昼間、ひそかにロイから派遣されたヴァトー・ファルマン大尉から
東方司令部の内部構造と共に伝えられた「シン皇帝の容態悪化、予断を許さず」の情報を
耳にした瞬間に否応もなく計画は走り出してしまった。
でもきっと、多くの人々が気にかけ見守っていてくれる彼なら
私ひとりがいなくなっても大丈夫、と必死に自分を説得して、別れようと思っていたのに、
「行かないで」なんて言われたら。
「ごめんなさイ…ごめんなさイ、アルフォンス様」
あふれる涙が音を立てて服の上に滴り落ちる。
「でも、もウ…」
「泣かないで」
アルフォンスは体を起こし、身を乗り出した。
まだ全然思いの通りに動かない体を心からもどかしく思いながら
震える右手を伸ばしてメイのほおに触れる。
「今まで引きとめて、ごめん」
ささやいたそこで体重を支えきれなくなった左腕が折れた。
がくっと崩れる上半身をあわてて支え、
メイが苦労しながらアルフォンスをベッドに寝かせ直す。
「無理しちゃ駄目ですヨ」
「うわあ格好悪い…」
頭の中ではそのまま彼女を引き寄せて抱きしめるところまで展開ができあがっていたのに。
まだ全然自由にならない体が心底憎い。
毛布をかけ直してくれるメイの手を引き留めて握りしめてアルフォンスは告げた。
「普通に動けるようになったら、シンに会いに行くよ」
真摯な瞳にほおを染め、メイがからかうように答える。
「シンは、遠いですヨ。
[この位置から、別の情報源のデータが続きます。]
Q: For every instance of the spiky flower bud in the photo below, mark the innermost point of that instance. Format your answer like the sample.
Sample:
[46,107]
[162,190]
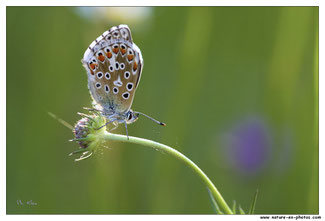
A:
[88,132]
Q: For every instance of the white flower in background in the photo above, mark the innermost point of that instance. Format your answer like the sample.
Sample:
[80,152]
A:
[128,15]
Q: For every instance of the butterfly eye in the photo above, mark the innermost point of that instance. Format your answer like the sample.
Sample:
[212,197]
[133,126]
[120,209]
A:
[116,34]
[107,76]
[126,96]
[116,66]
[109,37]
[130,116]
[106,88]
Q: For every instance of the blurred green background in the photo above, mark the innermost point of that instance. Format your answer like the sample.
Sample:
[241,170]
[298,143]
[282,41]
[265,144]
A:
[237,87]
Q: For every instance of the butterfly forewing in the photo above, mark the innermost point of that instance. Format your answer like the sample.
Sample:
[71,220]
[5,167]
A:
[114,64]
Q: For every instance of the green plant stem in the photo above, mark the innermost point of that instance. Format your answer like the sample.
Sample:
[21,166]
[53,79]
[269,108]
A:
[166,149]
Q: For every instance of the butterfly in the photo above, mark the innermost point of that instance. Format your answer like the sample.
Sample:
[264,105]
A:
[114,65]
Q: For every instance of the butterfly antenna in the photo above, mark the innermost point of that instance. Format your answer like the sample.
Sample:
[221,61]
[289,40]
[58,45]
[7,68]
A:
[158,122]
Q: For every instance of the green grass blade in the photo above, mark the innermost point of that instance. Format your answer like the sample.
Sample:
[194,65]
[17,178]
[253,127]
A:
[251,210]
[214,203]
[234,207]
[241,211]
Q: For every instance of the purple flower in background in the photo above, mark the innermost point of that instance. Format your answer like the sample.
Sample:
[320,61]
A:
[248,145]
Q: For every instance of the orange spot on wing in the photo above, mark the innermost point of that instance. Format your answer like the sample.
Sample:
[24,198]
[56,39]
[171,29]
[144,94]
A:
[109,54]
[92,66]
[101,58]
[130,57]
[115,50]
[135,66]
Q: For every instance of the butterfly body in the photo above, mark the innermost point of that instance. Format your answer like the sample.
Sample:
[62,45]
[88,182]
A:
[114,66]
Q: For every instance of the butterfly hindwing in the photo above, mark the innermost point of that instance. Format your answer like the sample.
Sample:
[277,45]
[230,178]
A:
[114,64]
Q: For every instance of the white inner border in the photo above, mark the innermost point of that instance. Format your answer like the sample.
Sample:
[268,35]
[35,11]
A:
[3,5]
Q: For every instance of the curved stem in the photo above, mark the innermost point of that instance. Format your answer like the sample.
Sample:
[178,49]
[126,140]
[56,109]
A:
[166,149]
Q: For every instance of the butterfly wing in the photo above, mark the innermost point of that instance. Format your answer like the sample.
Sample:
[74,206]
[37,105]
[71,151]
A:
[114,65]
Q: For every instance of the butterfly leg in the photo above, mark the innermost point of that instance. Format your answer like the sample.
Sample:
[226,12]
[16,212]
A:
[105,124]
[116,125]
[126,128]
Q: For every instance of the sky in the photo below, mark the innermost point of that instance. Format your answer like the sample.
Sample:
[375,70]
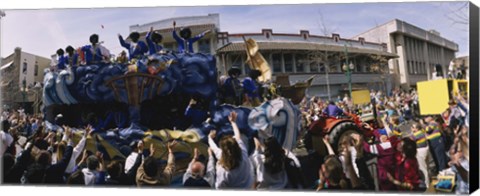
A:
[42,31]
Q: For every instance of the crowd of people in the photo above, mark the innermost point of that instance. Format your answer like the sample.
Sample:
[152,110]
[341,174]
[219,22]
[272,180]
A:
[403,154]
[33,155]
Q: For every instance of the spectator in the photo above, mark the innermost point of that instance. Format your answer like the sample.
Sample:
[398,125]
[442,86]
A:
[116,174]
[94,173]
[234,169]
[406,171]
[78,150]
[419,136]
[43,171]
[195,176]
[270,165]
[436,142]
[148,175]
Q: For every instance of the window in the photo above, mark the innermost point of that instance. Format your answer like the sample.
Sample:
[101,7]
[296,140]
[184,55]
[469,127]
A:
[25,65]
[358,68]
[35,72]
[204,46]
[300,63]
[288,58]
[322,68]
[313,67]
[277,63]
[410,67]
[416,68]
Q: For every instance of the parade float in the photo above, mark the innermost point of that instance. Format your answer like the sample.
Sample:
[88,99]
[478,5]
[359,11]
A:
[146,100]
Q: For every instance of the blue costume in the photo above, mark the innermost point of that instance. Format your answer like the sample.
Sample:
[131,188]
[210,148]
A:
[93,54]
[182,44]
[134,50]
[153,48]
[198,116]
[71,60]
[61,62]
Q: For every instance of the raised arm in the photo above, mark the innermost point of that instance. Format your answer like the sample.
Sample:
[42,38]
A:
[122,42]
[210,174]
[148,38]
[170,169]
[329,147]
[236,132]
[174,34]
[217,151]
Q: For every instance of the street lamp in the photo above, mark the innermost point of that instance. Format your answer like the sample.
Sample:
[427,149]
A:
[2,14]
[24,91]
[348,69]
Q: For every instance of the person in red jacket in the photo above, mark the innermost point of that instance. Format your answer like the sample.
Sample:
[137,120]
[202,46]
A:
[406,172]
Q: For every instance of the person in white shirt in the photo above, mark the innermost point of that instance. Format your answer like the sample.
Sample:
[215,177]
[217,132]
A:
[6,141]
[269,164]
[130,161]
[195,176]
[234,169]
[78,150]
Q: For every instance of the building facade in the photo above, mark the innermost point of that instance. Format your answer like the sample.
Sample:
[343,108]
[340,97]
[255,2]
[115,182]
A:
[302,55]
[298,55]
[421,52]
[22,77]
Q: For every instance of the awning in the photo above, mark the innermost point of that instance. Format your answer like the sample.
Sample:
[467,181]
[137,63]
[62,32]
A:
[6,65]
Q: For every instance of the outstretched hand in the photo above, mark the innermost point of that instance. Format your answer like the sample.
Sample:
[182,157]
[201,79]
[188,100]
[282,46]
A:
[212,134]
[140,146]
[195,154]
[170,146]
[258,145]
[232,117]
[88,130]
[152,149]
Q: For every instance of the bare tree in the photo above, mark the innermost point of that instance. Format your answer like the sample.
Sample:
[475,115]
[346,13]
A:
[457,14]
[324,28]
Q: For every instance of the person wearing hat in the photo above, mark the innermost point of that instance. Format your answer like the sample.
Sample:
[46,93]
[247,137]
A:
[385,151]
[72,57]
[185,41]
[436,142]
[195,176]
[95,53]
[232,87]
[333,110]
[136,48]
[154,41]
[61,59]
[419,136]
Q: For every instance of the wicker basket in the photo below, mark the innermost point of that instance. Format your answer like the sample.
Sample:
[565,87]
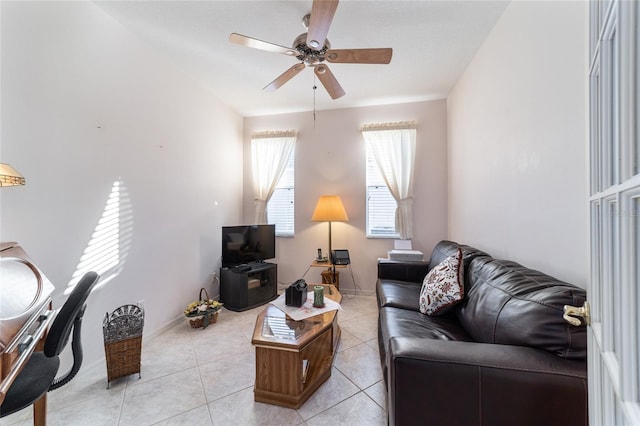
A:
[122,332]
[199,321]
[202,320]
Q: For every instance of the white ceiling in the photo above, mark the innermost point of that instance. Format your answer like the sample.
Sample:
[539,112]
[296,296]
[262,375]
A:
[432,41]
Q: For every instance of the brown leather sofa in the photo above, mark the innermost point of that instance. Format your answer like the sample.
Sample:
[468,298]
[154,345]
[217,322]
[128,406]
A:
[502,356]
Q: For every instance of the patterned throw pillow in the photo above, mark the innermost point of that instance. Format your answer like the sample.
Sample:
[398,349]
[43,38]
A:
[443,286]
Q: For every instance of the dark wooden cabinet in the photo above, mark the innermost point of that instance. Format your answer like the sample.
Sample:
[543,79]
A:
[248,286]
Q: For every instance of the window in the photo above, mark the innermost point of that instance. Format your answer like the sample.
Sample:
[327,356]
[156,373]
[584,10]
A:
[381,206]
[272,162]
[281,206]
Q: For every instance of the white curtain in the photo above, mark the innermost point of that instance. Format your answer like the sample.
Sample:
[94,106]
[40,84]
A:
[394,149]
[270,152]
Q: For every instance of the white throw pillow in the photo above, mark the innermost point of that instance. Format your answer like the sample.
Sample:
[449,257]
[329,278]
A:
[443,287]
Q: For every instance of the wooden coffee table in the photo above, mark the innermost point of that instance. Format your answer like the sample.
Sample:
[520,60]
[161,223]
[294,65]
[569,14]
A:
[293,358]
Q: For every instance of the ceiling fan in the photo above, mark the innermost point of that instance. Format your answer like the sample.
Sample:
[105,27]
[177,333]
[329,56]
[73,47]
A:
[312,49]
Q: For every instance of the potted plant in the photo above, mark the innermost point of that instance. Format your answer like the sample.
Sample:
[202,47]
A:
[202,312]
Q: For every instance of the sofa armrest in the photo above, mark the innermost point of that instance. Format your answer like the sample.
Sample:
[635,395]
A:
[402,271]
[440,382]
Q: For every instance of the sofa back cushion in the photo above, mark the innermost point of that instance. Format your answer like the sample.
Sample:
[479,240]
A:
[445,249]
[507,303]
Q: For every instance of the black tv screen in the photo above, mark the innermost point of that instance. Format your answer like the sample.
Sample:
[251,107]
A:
[247,244]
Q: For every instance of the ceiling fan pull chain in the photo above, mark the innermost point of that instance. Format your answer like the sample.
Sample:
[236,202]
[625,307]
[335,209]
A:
[314,100]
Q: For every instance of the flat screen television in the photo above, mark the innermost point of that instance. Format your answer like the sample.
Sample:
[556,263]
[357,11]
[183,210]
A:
[247,244]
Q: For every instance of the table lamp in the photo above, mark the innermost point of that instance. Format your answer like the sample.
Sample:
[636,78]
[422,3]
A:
[329,209]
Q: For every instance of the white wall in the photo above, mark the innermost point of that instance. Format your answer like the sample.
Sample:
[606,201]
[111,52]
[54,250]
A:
[517,141]
[85,103]
[330,159]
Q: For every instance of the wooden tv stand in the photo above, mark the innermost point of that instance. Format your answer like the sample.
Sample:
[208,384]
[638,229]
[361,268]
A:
[251,285]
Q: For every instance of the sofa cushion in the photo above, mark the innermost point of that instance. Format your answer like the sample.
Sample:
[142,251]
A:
[446,248]
[508,303]
[443,287]
[398,322]
[398,294]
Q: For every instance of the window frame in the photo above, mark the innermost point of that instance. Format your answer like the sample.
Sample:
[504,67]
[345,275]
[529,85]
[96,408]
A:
[375,180]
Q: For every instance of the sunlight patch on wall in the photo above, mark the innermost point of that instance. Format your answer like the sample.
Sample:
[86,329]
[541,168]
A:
[109,245]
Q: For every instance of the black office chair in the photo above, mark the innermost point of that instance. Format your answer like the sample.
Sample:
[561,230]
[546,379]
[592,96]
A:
[38,376]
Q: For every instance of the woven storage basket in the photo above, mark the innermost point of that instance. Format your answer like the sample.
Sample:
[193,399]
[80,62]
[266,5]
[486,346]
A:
[198,322]
[122,332]
[202,320]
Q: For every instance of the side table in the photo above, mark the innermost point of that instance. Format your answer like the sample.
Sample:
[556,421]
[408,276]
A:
[329,275]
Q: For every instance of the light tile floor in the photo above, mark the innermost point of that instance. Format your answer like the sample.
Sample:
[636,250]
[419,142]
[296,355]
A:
[205,377]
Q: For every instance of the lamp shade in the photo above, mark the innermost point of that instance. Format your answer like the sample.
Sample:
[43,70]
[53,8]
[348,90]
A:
[10,176]
[329,209]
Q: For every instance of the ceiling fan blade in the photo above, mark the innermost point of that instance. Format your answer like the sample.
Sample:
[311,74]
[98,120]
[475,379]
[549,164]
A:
[322,13]
[329,81]
[284,77]
[359,56]
[262,45]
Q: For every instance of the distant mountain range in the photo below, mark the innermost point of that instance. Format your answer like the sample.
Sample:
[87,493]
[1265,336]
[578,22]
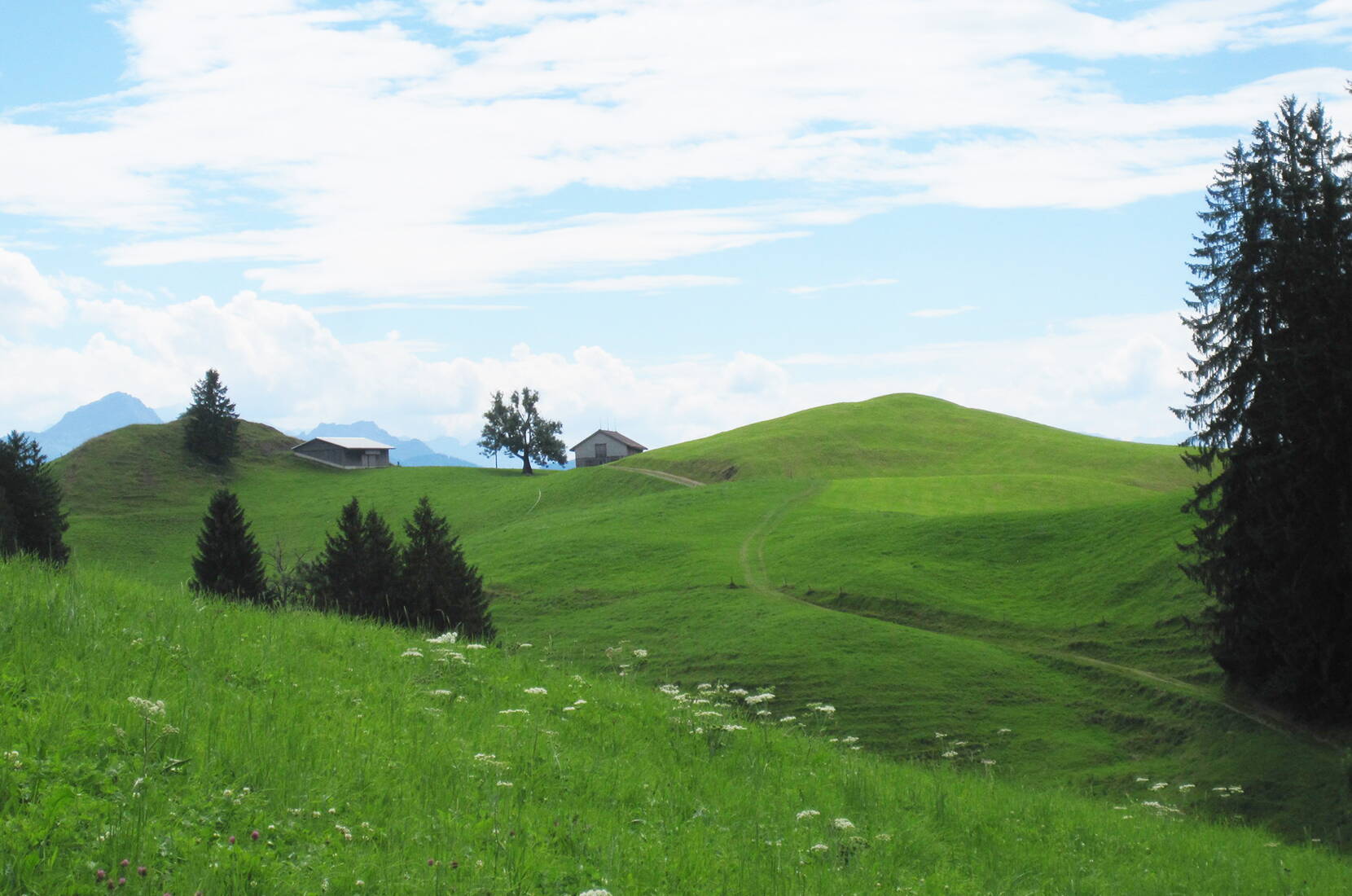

間に大砂漠もありますシ」
「メイだって一人で超えてきたじゃない」
「シャオメイも一緒でしたかラ」
「今度も、一人と一匹?」
「マルコーさんとスカーさんが一緒でス」
「そうなんだ」
彼女が一人じゃないことに安心し、
共に行ける彼らのことをうらやましく思い、アルフォンスは繰り返し誓った。